In the context of GNU groff, it is what is written to those "typewriter-like devices" that is what is relevant to typewriters, in that groff (grotty) uses the same idea for the same effect, relies upon the same assumptions about glyph shapes not being crazily different from the norm (which turns out to be a fairly shaky assumption for the middle to late 20th century), and can (as typewriters with a few judicious glyph designs for things like single quotes and such could) actually construct a fairly decent subset of Latin-1 and some other bits and bobs using this technique from the typewriter days.
You said:
> in "ascii" mode it overstruck a plus symbol with a letter 'o', one of many such typewriting tricks, which no-one but those printing manual pages to old printers capable of the same typewriting trick would have ever seen
I was pointing out that you don't need an old printer to see them; `enscript` and `a2ps` are perfectly capable of showing them to you. So it is not the case that, as you said,
> Reading stuff that was destined for old typewriter-like printers (...) is straying (...) far from what strogonoff and I were (...) talking about.
The rest of your comment seems to be you getting mad that you found my comments hard to interpret sensibly.
Typewriter keys cost money, and dropping the 1 allowed them to drop a key without significantly affecting the use of it. As far as I can tell, that's effectively the entire rationale.

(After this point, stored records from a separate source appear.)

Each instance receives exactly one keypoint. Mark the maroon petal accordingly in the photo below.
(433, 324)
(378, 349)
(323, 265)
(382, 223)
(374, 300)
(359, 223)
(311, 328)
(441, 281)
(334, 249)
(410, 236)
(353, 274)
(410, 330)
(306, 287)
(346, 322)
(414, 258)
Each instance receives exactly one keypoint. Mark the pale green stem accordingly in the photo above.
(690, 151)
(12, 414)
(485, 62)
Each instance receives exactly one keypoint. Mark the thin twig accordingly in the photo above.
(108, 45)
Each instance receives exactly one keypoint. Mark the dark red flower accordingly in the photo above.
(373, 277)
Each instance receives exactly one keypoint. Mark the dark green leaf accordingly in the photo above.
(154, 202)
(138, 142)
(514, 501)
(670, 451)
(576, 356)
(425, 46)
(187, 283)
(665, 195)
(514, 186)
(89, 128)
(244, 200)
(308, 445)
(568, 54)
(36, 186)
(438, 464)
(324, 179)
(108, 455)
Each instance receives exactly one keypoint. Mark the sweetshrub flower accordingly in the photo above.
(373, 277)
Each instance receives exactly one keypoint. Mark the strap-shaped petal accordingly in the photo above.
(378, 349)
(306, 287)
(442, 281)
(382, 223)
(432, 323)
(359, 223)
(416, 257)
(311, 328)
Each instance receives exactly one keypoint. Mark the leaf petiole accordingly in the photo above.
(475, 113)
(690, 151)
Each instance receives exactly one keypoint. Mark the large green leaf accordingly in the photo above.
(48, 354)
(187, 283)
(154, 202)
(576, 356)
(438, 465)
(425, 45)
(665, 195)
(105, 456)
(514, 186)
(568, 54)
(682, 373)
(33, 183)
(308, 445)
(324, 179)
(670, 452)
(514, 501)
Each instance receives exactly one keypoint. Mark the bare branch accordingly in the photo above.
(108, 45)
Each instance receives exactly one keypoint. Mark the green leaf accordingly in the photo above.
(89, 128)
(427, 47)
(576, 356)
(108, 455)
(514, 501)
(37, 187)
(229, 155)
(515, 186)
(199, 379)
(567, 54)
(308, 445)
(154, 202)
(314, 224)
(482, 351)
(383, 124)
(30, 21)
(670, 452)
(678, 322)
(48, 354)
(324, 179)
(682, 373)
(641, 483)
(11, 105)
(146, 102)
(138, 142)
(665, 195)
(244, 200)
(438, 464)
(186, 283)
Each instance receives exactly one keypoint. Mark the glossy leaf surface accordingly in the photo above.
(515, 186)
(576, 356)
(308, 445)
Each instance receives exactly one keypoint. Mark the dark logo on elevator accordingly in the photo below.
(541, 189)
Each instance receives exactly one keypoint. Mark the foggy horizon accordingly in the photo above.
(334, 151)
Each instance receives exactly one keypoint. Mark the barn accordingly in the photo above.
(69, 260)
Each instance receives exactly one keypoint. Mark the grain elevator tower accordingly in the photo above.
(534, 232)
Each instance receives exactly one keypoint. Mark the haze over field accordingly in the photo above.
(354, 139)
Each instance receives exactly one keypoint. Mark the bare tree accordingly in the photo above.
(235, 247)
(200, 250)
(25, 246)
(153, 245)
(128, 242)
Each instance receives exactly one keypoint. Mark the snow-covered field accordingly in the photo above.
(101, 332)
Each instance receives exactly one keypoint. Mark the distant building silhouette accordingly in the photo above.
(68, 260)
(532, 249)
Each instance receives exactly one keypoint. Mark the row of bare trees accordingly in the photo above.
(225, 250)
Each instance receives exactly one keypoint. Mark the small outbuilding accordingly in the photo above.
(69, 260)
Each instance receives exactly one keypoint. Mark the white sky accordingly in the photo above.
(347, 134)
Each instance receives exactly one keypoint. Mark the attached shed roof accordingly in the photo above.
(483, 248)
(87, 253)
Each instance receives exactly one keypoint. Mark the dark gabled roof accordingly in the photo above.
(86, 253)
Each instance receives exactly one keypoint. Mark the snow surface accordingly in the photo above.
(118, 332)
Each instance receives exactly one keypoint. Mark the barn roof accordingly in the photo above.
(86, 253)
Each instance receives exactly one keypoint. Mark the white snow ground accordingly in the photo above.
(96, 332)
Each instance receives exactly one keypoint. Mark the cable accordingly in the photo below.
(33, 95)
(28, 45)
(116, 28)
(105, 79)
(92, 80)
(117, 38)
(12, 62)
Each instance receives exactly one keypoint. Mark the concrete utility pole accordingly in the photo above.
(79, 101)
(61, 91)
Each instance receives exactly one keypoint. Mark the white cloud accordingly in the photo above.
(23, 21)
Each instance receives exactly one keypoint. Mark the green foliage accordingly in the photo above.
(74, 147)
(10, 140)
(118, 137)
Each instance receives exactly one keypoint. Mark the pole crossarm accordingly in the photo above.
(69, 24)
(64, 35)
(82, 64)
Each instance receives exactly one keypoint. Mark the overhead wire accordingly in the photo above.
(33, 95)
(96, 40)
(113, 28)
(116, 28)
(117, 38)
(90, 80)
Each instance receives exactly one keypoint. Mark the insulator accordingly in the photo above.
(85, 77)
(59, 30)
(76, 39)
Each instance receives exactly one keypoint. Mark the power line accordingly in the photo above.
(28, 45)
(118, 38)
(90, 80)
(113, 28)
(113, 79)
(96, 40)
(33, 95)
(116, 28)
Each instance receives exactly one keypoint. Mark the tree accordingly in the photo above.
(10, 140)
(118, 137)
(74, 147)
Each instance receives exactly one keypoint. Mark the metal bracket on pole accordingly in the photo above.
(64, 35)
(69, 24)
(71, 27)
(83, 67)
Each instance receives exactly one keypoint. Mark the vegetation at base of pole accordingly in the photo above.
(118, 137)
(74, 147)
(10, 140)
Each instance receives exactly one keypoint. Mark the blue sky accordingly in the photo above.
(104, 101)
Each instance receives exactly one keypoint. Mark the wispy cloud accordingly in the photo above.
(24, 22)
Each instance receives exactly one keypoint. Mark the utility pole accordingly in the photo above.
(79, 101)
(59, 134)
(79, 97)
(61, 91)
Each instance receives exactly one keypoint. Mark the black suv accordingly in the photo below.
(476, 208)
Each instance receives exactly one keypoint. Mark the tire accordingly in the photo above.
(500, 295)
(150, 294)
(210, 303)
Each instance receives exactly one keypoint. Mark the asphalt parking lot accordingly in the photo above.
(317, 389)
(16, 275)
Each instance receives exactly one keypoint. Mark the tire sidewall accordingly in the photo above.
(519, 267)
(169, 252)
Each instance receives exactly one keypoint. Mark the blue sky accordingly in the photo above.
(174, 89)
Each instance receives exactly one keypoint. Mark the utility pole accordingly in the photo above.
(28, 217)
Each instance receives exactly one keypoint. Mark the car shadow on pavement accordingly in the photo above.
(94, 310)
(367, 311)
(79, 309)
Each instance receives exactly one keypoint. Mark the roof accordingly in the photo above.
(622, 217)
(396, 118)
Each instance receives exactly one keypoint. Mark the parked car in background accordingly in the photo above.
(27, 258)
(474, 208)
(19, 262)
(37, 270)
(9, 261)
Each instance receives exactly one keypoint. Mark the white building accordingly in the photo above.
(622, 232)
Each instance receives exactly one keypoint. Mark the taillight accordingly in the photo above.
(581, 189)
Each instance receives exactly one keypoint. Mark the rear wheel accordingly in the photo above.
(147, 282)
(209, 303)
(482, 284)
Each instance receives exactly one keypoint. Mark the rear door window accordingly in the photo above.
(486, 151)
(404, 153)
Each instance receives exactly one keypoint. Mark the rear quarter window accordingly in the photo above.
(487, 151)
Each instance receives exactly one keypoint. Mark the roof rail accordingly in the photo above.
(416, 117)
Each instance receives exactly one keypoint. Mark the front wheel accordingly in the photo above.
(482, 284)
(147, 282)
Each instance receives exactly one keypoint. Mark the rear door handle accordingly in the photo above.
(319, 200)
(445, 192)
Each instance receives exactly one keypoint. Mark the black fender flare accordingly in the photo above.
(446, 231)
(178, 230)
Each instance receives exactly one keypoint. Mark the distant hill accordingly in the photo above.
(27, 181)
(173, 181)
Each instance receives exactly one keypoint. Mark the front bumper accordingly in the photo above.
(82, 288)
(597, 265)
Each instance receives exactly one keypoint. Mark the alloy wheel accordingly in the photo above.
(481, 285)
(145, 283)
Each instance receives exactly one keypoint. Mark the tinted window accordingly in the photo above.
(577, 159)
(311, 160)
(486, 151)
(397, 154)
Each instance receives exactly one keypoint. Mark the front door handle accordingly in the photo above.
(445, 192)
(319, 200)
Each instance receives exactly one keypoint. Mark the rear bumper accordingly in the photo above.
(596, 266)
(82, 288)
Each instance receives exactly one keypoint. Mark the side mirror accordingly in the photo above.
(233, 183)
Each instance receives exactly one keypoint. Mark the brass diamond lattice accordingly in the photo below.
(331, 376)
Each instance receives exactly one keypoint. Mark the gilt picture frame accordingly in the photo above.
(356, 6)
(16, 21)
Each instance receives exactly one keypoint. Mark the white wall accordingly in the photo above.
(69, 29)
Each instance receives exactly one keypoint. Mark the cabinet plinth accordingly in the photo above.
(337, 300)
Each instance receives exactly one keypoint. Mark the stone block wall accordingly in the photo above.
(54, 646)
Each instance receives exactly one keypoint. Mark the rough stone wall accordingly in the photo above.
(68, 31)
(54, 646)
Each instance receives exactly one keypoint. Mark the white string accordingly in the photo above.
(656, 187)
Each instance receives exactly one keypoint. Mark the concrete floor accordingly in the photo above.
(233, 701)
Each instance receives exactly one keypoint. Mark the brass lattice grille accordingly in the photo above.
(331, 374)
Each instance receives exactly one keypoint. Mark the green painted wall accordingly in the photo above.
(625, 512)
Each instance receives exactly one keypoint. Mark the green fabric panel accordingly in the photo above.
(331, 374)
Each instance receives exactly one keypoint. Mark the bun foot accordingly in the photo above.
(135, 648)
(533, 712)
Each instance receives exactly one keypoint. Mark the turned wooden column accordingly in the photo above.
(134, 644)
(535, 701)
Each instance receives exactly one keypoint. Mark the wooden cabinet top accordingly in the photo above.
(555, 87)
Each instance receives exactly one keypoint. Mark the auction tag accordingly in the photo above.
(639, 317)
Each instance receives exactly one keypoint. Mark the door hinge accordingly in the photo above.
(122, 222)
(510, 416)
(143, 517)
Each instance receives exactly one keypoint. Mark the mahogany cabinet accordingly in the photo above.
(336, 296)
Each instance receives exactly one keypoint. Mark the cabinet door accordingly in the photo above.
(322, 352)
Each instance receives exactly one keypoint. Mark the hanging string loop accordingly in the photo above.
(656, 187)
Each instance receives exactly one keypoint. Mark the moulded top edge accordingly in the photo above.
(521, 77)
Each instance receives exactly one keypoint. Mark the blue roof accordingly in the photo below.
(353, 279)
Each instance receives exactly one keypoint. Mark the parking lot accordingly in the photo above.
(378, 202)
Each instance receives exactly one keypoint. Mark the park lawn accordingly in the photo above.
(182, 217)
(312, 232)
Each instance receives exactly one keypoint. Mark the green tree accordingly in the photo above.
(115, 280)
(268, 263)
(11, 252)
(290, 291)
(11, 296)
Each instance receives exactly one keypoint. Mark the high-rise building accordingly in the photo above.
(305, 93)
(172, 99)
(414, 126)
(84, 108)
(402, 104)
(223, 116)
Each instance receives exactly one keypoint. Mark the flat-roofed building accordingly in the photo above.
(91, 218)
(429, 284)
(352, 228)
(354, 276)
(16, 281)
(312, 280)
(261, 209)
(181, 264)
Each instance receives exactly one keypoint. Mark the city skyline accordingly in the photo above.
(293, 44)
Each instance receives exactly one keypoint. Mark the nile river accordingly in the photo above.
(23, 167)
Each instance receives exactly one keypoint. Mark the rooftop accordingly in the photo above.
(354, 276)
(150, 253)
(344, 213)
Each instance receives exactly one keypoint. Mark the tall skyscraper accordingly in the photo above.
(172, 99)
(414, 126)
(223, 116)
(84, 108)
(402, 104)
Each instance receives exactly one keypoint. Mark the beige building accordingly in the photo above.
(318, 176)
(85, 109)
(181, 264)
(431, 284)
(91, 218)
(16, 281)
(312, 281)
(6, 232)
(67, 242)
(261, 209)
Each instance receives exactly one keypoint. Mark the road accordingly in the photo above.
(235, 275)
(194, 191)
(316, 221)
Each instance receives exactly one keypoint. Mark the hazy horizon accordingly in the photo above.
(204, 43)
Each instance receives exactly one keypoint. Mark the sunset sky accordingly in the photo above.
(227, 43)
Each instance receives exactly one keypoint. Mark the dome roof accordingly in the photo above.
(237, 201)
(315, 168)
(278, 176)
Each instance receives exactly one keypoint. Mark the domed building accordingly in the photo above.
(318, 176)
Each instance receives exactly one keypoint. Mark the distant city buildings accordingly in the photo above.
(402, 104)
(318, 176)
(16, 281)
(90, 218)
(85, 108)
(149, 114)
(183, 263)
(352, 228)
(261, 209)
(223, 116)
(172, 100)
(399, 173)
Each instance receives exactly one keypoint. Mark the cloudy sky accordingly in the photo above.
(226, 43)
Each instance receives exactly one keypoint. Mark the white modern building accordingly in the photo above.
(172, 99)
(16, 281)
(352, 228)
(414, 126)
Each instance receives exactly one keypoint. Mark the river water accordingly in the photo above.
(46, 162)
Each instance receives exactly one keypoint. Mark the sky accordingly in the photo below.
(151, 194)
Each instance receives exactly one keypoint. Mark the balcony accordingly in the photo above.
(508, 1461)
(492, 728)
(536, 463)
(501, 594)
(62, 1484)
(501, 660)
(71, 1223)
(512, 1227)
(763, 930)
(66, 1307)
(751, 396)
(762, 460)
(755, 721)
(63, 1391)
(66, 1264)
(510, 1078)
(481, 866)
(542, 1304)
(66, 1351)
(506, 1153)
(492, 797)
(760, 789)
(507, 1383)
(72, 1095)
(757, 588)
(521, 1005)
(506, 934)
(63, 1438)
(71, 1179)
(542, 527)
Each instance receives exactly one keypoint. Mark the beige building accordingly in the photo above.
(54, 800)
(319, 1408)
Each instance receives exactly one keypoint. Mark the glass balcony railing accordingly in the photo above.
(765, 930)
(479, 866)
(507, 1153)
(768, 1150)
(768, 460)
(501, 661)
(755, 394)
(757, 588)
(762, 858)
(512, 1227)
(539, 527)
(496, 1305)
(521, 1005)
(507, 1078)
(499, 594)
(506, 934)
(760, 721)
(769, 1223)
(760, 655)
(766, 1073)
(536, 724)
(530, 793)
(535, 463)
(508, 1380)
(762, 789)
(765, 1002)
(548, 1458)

This wasn't meaningfully the case prior; the printing press would've just needed more copies of 'l' if they'd dropped the 1s, and letters weren't as significant a portion of the cost of the machine, anyway. And afterwards came computers, which need to distinguish between the characters even if they're displayed the same way.
> Typewriter keys cost money
They didn't just cost money. They were competing to the limited space around the typing area, what meant they were constrained at the border of a circumference that would be entirely filled with mechanisms. In other words, the cost in both money, size, and weight depended on the square of the number of keys.
With limited space and resources, I wonder what other letter or number could be dropped and meaning retained. 0 and O might be worth considering?
The technical constraint still applies. My keyboard uses ' ' and '-' to represent many different symbols.
was it that in prior years a reader could usually distinguish 1 from l by context. Even today, very few things cause me to need to te11 a 1 from a l.
(typo 0n purpose)
it matters when reading code and random string (what we now call passwords, though back then passwords were things you could pronounce, unlike say ywtr466Nh%vX).
It doesn't matter for much else.
Though it did make an interesting plot twist in the Mioscene Arrow
My parents had a typewriter without a 1 or a 0. I always thought it was to provide room for two other valuable characters like the old "cents" c with a bar through it.
Naming an event after its date will have a limited run.